Mission Beach Boardwalk, Seawall, and Lamppost Reconstruction
Location:Mission Beach, San Diego, CA
The Mission Beach Boardwalk is comprised of a 0.3-mile pedestrian-only thoroughfare. Construction of the Boardwalk began in 1925 and coincided with the development of the Mission Beach Amusement Center (now known as Belmont Park). The National Register eligible resource consists of a walkway, seawall, seven open balustrade walls, and 26 light standards.
Over the past 91 years, the Boardwalk has underdone many repairs. As early as the 1950s, the seawall had already received its first of many concrete parge coats as an attempt to conceal spalling concrete and exposed rebar. As suspected, the condition only worsened, eventually voiding the resource of ornamentation. Most of the balustrade openings were infilled and in some areas the parge coat on the seawall increased the overall thickness of the wall by 1/2” – 1”. The most disconcerting condition issue was one that could not be seen. The sand under the boardwalk had been undermined, causing large voids under the paved surface susceptible to collapse. As a temporary fix to conceal the cracking, asphalt was placed over the historic pink-colored concrete. Lastly, research revealed the 26 light standards were actually the fourth generation lampposts and did not remotely resemble the historic light standards. When IS Architecture was contracted to provide historic preservation construction observation services, the resource was a far cry from what it once was.
Challenges and Solutions
Once construction began, our firm was retained to provide historic construction monitoring services. It did not take long to realize the proposed drawings did not reflect the historic detailing of the wall, but they reflected the existing appearance of the wall with its many layers of concrete parge. In addition, the concrete specifications for the boardwalk did not include a pink-colored concrete which had become lost under multiple layers of asphalt. Although the proposed design was done with good intentions, the late involvement of historic assistance coupled with concealed historic details provided many challenges to this project.
The first step was to have the contractor saw cut a section of the wall to reveal the historic profile. From this physical section together with almost illegible as-built drawings of the seawall from 1925, we recorded the necessary measurements and drew a revised wall detail. The first few months of construction involved revising the drawings to reflect the historic design.
As research commenced, a historic newspaper article revealed the original model of the light standards; Edgewater. A quick search on the internet revealed Spring City Electrical of Spring City, PA manufacturers the Edgewater series and is hence, what was ordered for this reconstruction project.
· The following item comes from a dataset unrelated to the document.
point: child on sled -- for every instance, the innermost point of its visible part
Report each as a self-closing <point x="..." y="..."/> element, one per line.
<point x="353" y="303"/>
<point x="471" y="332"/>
Constructability proved to be the next hurdle. The required amount of rebar and strength of the concrete together with the intricate design of the open balustrade wall proved to be the most challenging from a constructability stand point. Numerous mock-up walls were fabricated to perfect the method of construction and to assure the design requirements from a structural and historic perspective were achievable.
Secretary of the Interior’s Standards
The City of San Diego Historic Preservation Ordinance requires any building or structure over 45 years of age to be evaluated for eligibility on the Local Register listing. The Mission Beach Boardwalk, completed in 1926, meets the age criteria and upon further review was determined by City Historic Staff to be eligible for the National Register under Criterion A as a significant contribution to San Diego’s history, under Criterion B for its association with historically significant individuals, and under Criterion C for the period and method of construction.
Due to the boardwalk’s irreversible state of deterioration, reconstruction was the approved treatment approach recognized by the Secretary of the Interior’s Standards for Historic Properties. The boardwalk, seawall, open balustrade walls, and light standards were fully reconstructed in 2015-2016 to its 1925 original design.